I'm here with another Freenas involved quest for reaching that 1GB/s (10gigabit) holy grail transfer.

 

I have an unusual issue that has come up.  I've expanded (well destroyed and recreated) my freenas drive setup from 6 disks to 10 disks, and I've changed it form RAIDZ2 to RAIDZ3 (actually on accident, and I transfered data before I caught it).  Now here's the interesting question.  Why am I getting better writes than reads?  And why am I not getting faster results with 10 disks?  My reads top out at about 230-300MB/s real word (copying a 30gig video file to 5 SSD array in RAID 5 on my local PC) over 10gigabit.  I've Iperfed the connection and I get 9.12 Gbits/sec.  I've run crystal mark and I get 637 sequential read and 571 sequential writes.  But when it comes to real world tests I'm getting terrible reads (230MB/s to 300MB/s) and my writes hold stead hovering just above 400MB/s.  This just doesn't make any sense to me.  

 

I'm using an intel x540 T1 in my PC and an intel x540 T2 in my Freenas box. And they are both direct connected at the moment, I had to RMA my 10G switch.  The same issue was happening with the 10G switch as well.  Currently the IP's are 192.168.2.1 and 192.168.2.2

 

On the PC side i have maxed out send and recieve buffers, I've disabled interrupt moderation, I have turned on jumbo frames, and I have 16 rss queues (in my testing there is no change between 8 and 16)  

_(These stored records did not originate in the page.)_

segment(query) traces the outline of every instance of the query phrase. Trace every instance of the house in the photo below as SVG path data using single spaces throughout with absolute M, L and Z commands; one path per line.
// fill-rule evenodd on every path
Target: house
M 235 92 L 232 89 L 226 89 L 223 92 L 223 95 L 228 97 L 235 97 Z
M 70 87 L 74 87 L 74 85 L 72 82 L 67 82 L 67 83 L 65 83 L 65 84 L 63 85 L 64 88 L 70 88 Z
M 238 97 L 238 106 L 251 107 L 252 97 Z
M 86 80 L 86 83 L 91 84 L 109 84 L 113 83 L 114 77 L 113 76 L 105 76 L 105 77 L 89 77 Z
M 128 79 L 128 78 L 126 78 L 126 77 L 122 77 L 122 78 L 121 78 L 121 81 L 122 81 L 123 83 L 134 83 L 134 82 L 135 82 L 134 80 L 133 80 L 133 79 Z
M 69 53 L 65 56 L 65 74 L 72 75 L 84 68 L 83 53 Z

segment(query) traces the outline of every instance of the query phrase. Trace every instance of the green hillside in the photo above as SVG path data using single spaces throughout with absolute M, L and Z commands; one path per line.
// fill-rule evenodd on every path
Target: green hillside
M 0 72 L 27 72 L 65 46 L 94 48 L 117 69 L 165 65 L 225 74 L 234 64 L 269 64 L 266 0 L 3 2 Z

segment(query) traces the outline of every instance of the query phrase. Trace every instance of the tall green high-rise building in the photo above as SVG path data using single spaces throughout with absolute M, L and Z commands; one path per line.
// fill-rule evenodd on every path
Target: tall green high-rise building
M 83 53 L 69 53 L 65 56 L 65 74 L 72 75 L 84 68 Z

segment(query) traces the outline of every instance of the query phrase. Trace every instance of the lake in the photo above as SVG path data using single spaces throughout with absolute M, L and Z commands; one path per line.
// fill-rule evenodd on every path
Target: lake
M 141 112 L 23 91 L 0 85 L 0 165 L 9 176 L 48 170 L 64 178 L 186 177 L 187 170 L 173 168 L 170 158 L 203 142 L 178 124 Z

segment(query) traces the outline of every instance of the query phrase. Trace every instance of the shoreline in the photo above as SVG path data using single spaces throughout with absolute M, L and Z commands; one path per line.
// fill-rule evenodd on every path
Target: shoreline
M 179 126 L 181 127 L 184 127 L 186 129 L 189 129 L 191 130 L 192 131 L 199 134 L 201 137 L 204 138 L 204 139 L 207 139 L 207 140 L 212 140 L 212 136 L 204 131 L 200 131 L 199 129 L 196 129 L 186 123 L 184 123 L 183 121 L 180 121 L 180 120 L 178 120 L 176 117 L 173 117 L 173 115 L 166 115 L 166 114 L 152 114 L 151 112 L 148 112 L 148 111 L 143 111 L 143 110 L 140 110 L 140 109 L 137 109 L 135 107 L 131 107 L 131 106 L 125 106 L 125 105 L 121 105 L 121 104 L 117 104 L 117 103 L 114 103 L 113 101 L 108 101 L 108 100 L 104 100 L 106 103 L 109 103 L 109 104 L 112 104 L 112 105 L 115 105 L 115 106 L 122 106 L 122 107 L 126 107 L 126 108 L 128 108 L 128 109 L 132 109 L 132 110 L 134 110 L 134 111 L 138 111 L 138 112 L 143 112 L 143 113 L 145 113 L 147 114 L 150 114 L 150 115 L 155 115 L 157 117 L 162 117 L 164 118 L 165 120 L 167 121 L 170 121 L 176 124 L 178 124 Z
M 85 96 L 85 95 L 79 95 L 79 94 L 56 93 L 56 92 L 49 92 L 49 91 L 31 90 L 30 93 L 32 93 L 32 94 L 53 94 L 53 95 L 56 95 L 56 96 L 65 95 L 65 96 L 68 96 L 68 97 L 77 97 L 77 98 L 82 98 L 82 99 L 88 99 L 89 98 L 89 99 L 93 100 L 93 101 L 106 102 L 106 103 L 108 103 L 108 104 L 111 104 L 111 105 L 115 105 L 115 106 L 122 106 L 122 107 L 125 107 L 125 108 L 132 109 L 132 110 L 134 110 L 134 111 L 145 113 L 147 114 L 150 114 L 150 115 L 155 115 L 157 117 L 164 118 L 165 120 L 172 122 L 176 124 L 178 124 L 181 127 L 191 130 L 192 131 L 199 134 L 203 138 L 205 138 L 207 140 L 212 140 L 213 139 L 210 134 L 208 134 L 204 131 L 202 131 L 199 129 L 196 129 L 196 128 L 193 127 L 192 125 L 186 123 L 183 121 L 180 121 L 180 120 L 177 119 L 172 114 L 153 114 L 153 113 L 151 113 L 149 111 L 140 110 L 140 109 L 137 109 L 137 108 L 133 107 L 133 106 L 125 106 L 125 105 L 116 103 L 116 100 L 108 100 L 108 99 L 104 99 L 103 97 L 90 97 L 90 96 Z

I'm running a six core 3930K CPU and the intel card and RAID card are both in 16x slots running full speed (Both cards run at 8x speed just due to their individual architecture).

 

On the freenas side I've only assigned it an IP and added the MTU 9014 to match the PC NIC.  Under tunables I followed the 45 drives.

Kern.ipc.maxsockbuf 1677216 sysctl

net.inet.ip.intr_queue_maxlen 2048 sysctl
net.inet.tcp.recbuf_inc 524288 sysctl
net.inet.tcp.recvbuf_max 16777216 sysctl
net.inet.tcp.recvspace 4194304 sysctl
net.inet.tcp.sendbuf_inc 32768 sysct
net.inet.tcp.sendbuf_max 16777216 sysctl
net.inet.tcp.sendspace 2097152 sysctl
net.route.netisr_maxqlen 2048 sysctl
 
I've also bound SMB to the 10gig network interface
 
I just don't get why these read speeds are so terrible (By the way I'm only accessing with one client on windows 10 pro).
 
 
 
Link to comment
Share on other sites

Link to post
Share on other sites

5 minutes ago, Strikermed said:

I've also bound SMB to the 10gig network interface

Your above testing is all using SMB and not iSCSI or NFS?

 

6 minutes ago, Strikermed said:

Why am I getting better writes than reads? 

Write caching, Async I/O vs Sync I/O. Operating systems cache writes, that includes Windows, as well as ZFS having some caching of it's own going on but that can depend on configuration etc.

 

Quote

To cut a long story short, an operating system often buffers write operations in the main memory, if the files are opened in asynchronous mode. This is not to be confused with ZFS’ actual write cache, ZIL.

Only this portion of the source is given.